As the first of the grisly beheadings is posted on the Web, I wonder what strategy the spin doctors had concocted for these killers? Do they think the world will see female prisoners more as tender women than as ruthless enemies?

I add this to a story datelined Moscow. The Russian government has revealed that the two female suicide bombers were detained and quickly released before they bribed their way onto the planes.

Did the security forces dismiss the danger because of the dress? Did the corrupt officials assuage their conscience by discounting any risk from the "gentler sex"?

And what of the horrific takeover of the school in Beslan? There were a handful of women along with the two dozen men who took over the school. Yet many reports, especially from Europe, segregated their motives. The men were cold-blooded killers but the women were "black widows," driven to avenge the deaths in their own families.

It was as if there were something unnatural about a female terrorist. The analysts had to explain _ or explain away _ their violence. But violent men needed no explanation.

Since 1999 Chechen women have taken part in at least 15 attacks. In the Moscow theater takeover, 19 of the 41 hostage-takers were female. On CNN the other day, a reporter remarked that the terrorism has a "feminine" face, as if blush and eyeliner were standard issue.

How long will it take us to get over the stereotypes of women as exclusively peaceful, nurturing, empathetic?

I know how deep this cultural bias runs. In the months after 9/11, as I unlaced my shoes again and again at the airport gate, I privately wondered why they were profiling middle-aged women.

Yet the stereotypes that I too carry are useful to terrorists. The leaders count on them when choosing women for their "feminine" ability to get closer to the targets. And they count on them for giving their cause a moral advantage. When the terrorist is a woman, people talk about "why" she did it, not "what" she did.

In 2002, Wafa Idris became the first female Palestinian suicide bomber. The profiles portrayed her as a victim: divorced, infertile, hopeless and an easy recruit to the glory of martyrdom.

As Chechen women turned to violence, there were lurid accounts of women raped and videotaped, blackmailed and brainwashed into suicide. No one knows how many of these tales are true, but cultures tell ever-more-elaborate stories to fit their preconceptions.
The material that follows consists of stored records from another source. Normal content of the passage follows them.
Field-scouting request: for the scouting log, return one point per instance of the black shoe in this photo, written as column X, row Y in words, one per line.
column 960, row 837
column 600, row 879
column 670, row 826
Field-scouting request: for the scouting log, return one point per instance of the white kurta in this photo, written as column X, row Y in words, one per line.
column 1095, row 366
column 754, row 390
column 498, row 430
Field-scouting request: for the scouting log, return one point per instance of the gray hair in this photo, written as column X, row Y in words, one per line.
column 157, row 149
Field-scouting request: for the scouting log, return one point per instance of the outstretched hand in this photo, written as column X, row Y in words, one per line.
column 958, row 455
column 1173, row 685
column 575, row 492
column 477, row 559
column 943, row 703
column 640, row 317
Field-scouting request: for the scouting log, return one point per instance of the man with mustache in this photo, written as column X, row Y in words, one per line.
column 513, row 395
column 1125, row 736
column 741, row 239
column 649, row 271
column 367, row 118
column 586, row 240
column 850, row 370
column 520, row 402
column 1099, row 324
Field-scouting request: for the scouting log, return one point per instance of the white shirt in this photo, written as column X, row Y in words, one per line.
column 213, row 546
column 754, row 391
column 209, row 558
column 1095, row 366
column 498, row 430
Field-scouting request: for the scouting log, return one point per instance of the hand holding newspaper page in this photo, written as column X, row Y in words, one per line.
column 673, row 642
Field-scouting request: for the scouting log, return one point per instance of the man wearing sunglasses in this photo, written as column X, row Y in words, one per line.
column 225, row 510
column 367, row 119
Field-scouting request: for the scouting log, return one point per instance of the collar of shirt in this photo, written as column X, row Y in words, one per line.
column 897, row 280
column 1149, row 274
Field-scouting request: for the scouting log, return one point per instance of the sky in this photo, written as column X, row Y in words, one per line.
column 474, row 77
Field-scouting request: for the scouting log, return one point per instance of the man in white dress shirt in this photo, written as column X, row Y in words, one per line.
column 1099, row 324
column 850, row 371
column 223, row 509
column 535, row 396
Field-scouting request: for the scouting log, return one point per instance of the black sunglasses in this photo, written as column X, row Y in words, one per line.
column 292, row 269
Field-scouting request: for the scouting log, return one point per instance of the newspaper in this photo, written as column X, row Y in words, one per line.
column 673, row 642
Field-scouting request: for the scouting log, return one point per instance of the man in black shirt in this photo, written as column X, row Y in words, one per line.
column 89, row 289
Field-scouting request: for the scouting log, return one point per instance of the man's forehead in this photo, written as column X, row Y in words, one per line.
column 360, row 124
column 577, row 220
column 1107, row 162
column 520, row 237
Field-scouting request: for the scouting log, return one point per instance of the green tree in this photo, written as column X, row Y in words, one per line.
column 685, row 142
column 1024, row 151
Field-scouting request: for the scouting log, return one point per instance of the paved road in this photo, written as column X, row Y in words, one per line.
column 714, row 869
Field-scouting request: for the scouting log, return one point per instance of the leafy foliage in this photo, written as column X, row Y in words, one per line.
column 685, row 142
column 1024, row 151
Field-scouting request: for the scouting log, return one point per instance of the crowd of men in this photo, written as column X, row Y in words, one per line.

"It's a fantasy that women are so much more caring and empathetic than men," says Caryl Rivers, co-author of Same Difference, a book that takes a critical look at innate gender differences. "In all the systematic research, men and women come out about equal."

Indeed, in studies of domestic violence women initiate violence nearly as often _ though not as lethally _ as men. In a Princeton study using video games, men dropped significantly more bombs than women as long as their identity was known. But when promised anonymity _ when "nobody was watching" _ women dropped more bombs than men.

When the social constraints are off _ surely when women are rewarded for violence _ they can mimic the worst behavior of men. So, in Iraq, two of those "female prisoners" were "Dr. Germ" and "Mrs. Anthrax," Saddam Hussein's henchwomen.

In our own country, we now have more women lawyers . . . and more women criminals. We have more girl soccer teams . . . and more girl gangs.

And what more gender-bending icon have Americans seen this year than Pfc. Lynndie England with a naked Iraqi prisoner on a leash. If women can do it all, they can not only wear their country's uniform, they can shame it.

Today in the Middle East there is a new comic book with the first woman Super Heroine. And there is an online magazine recruiting Islamic women to the jihad. It's said that Osama bin Laden is wooing women to suicidal missions. In places where women are by no means liberated, they are being offered the equal opportunity to blow themselves to smithereens.

I am woman, hear me roar. It's not always a pretty tune.

Ellen Goodman is a Boston Globe columnist.